Open ArianaBFulvi opened 5 days ago
Hi, the pipeline fails at the clustering of the three assemblies because our custom clustering module is not installed, see this part of the error:
File "/home/miniconda3/envs/viper/bin/viper_cluster.py", line 21, in
from viper_clustering import viper_utilities as vu
ModuleNotFoundError: No module named 'viper_clustering'
This should be fixed if you run the following commands:
cd path/where/you/cloned/ViPER/repo
conda activate viper
pip install .
pip install .
should install the viper_clustering
module in python of the viper conda environment. Let me know if this works!
PS: If you don't want to rerun the assembly step, you can (after installing the clustering module) use the "$sample"_"$minlength"-unclustered.contigs.fasta
in the CONTIGS
folder and run:
viper_cluster.py -i "$sample"_"$minlength"-unclustered.contigs.fasta -o "$sample"_"$minlength" -t 48 --min-identity 95 --min-coverage 85
viper-classify.sh -1 R1.fastq.gz -2 R2.fastq.gz -u unpaired.fastq.gz -d /path/to/diamond/db ...

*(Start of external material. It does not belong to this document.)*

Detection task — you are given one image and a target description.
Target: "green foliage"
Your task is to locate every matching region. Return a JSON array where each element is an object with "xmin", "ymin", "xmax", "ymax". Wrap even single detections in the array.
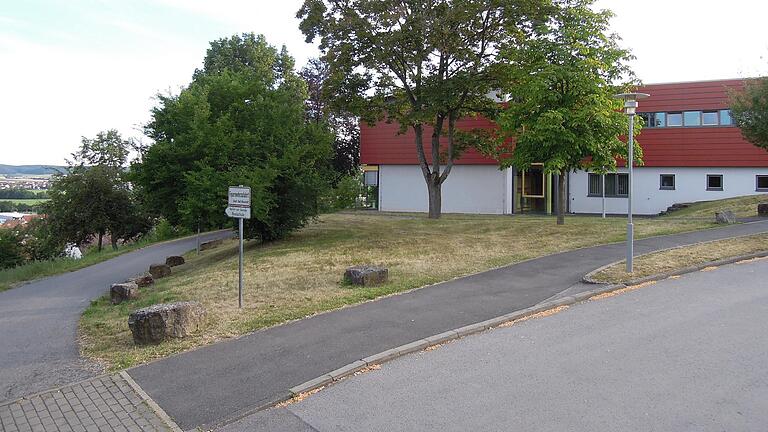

Hello! thank you for answering. I followed the steps (re-installing everything, running all the pipeline again, running only the step that is failing) and I keep having the same error.
File "/home/miniconda3/envs/viper/bin/viper_cluster.py", line 21, in from viper_clustering import viper_utilities as vu ModuleNotFoundError: No module named 'viper_clustering'
The viper_cluster module is actually present in the corresponding location. Any help would be highly appreciated.
Something is still going wrong with the pip install
command, can you share the output of running following commands?
conda activate viper
pip install /path/where/you/cloned/viper/repo
Hello! I found a solution for the problem. In the repository cloning step, the file viper_utilities wasn't being copied correctly, so I copy-pasted the content manually from the repository file to mine. Also, I usually run bioinformatic tools from other directory (where I keep my results), not the one where all the information is, so I did
export PYTHONPATH="/path/where/I/cloned/viper/repo"
And it worked perfectly.
Now that I am analysing the results (I used the Diamond/Krona step to identify viruses in my sample) I saw that in the KRONA results directory, the HTML file contains each species identified and their abundances, and the .krona file has the samples and taxID's assigned to each.
My question is: Is there a way to obtain the number of reads assigned to each species identified? I need this value for my analysis. As always, thank you for your help.
Great that you found a solution, it seems that your system used a different python installation over the conda installed one.
To answer your second question:
You can combine the $sample.krona
and $sample.magnitudes
file with awk
awk 'NR==FNR { a[$1]=$2; next} $1 in a {print $0,"\t"a[$1]}' CONTIGS/$sample.magnitudes KRONA/$sample.krona > $sample.magnitudes.tab
This will give a tab separated file with the contig name as first column, the taxid as second, average log e-value as third and the number of mapped reads as the last column:
NODE_A2_length_632_cov_15.832432_AMV1 6072 -21.8560540343745 271
NODE_B1_length_20247_cov_955.712295_AMV1 1312874 -450 5842283
You can convert the taxid to a scientific name with a tool like taxonkit.
Thank you so much for the prompt response and the help provided!
Hello, I keep having this error when I try to run the pipeline:
As you can see, the file needed for the Diamond+Krona step (sample_length.contigs.fasta) is not being generated. Any help would be appreciated. Thank you.